Monday, May 17, 2010

Latitudes are all relative

I can't believe how often I hear people using the latitude of a winery to sell their wines. "Oh, it's the same latitude as (fill in the blank). That reasoning is an easy, lazy and completely misleading way to compare 2 wineries that are continents apart.
I know, it sounds easy to use this not only to explain, but to help understand. Wine grape growing is a complicated matter that depends on many factors for success. Latitude is unfortunately, usually not the most important factor. Cleveland, Chicago and NYC all lie along the same Latitude as Burgundy, Napa is considerably further south than Bordeaux, and actually, Willamette Valley is the same Latitude as Bordeaux.
Factors we don't discuss often enough are the Trades (or Tradewinds) which save Dijon from Midwest-type Winters, even though it is further North than Minnesota. Diurnal temperature swings, which have more to do with relative average humidity than global position, unless you factor in marine influence. Then there is alkali vs. acid soil types, which is a completely different set of micro-factors.
It's tempting to try to oversimplify something as complex as grape growing, but as consumers dig deeper to try to figure out why their Pinot Noir from Winnipeg tastes more like something you'd find in a salad than what you might expect to find in Burgundy, you'd better come up with a better explanation.

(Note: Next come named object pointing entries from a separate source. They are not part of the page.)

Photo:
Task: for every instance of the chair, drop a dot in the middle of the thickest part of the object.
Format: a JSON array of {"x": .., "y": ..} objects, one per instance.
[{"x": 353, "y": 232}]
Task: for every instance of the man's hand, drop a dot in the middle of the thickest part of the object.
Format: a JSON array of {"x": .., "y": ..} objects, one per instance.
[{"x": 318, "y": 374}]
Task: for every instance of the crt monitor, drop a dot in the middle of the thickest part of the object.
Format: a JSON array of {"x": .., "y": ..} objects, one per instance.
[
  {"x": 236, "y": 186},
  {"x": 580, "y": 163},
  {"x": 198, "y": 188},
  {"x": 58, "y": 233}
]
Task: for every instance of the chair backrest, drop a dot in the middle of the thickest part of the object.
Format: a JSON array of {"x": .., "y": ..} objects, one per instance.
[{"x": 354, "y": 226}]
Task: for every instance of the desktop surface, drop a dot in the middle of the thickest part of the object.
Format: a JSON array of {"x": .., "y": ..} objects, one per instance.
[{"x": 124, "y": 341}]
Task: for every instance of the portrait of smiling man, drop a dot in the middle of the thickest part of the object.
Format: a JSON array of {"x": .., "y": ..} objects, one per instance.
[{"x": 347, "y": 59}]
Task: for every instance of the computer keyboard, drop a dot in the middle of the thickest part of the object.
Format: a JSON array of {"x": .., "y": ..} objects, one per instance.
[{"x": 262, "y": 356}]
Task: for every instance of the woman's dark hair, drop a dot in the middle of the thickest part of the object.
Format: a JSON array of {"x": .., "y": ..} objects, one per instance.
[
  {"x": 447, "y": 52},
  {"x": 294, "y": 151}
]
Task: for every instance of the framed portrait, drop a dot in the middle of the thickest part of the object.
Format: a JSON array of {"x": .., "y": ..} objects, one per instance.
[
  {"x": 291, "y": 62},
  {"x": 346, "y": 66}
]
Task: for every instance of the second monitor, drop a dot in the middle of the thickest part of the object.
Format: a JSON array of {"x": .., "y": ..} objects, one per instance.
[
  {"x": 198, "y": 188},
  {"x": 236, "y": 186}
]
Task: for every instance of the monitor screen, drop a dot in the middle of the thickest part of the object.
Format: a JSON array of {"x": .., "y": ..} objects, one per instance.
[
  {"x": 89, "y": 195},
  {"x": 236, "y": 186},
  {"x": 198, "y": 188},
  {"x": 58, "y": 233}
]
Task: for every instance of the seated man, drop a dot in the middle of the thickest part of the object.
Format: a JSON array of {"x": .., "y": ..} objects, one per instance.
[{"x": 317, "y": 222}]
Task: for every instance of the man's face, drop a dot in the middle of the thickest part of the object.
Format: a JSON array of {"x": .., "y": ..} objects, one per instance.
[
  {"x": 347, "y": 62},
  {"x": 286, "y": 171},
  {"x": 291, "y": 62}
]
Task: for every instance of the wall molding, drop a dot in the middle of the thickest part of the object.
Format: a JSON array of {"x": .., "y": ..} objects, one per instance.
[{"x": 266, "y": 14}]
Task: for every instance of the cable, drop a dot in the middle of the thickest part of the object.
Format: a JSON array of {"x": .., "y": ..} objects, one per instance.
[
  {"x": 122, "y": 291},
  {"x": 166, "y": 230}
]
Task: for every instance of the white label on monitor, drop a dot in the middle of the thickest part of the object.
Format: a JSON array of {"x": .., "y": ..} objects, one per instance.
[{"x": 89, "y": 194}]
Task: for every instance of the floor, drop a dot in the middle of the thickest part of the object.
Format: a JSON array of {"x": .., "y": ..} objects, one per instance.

  1. No different than folks who live just outside of Beverly Hills calling where they live 'Beverly Hills Adjacent' . . .

    Have to find some way to compare yourself to something you 'know' others like . . .

    Sad, really - can't a wine stand on its own two feet and be appreciated for what it is?!?!?


  2. The same lattitude in the same valley might be worth noting. But the same lattitude in a different state? Give me a break.

  3. When most people in the USA think New Zealand is part of Australia, and that New Zealand has kangaroos on their labels, it sometimes helps to utilize lattitude to help people get their heads around the fact that 45 degrees SOUTH (Central Otago) is similar to Burgundy at 45 degrees north, and a great place to grow Pinot Noir. It's not being lazy, just trying to connect on any level that works!

  4. Pinot Seller-This is actually a great point. You are absolutely correct, using latitude as a general tool to show some orientation is COMPLETELY acceptable in my eyes. It's the "blank vineyard" lies on the same parallel as Chave that kills me.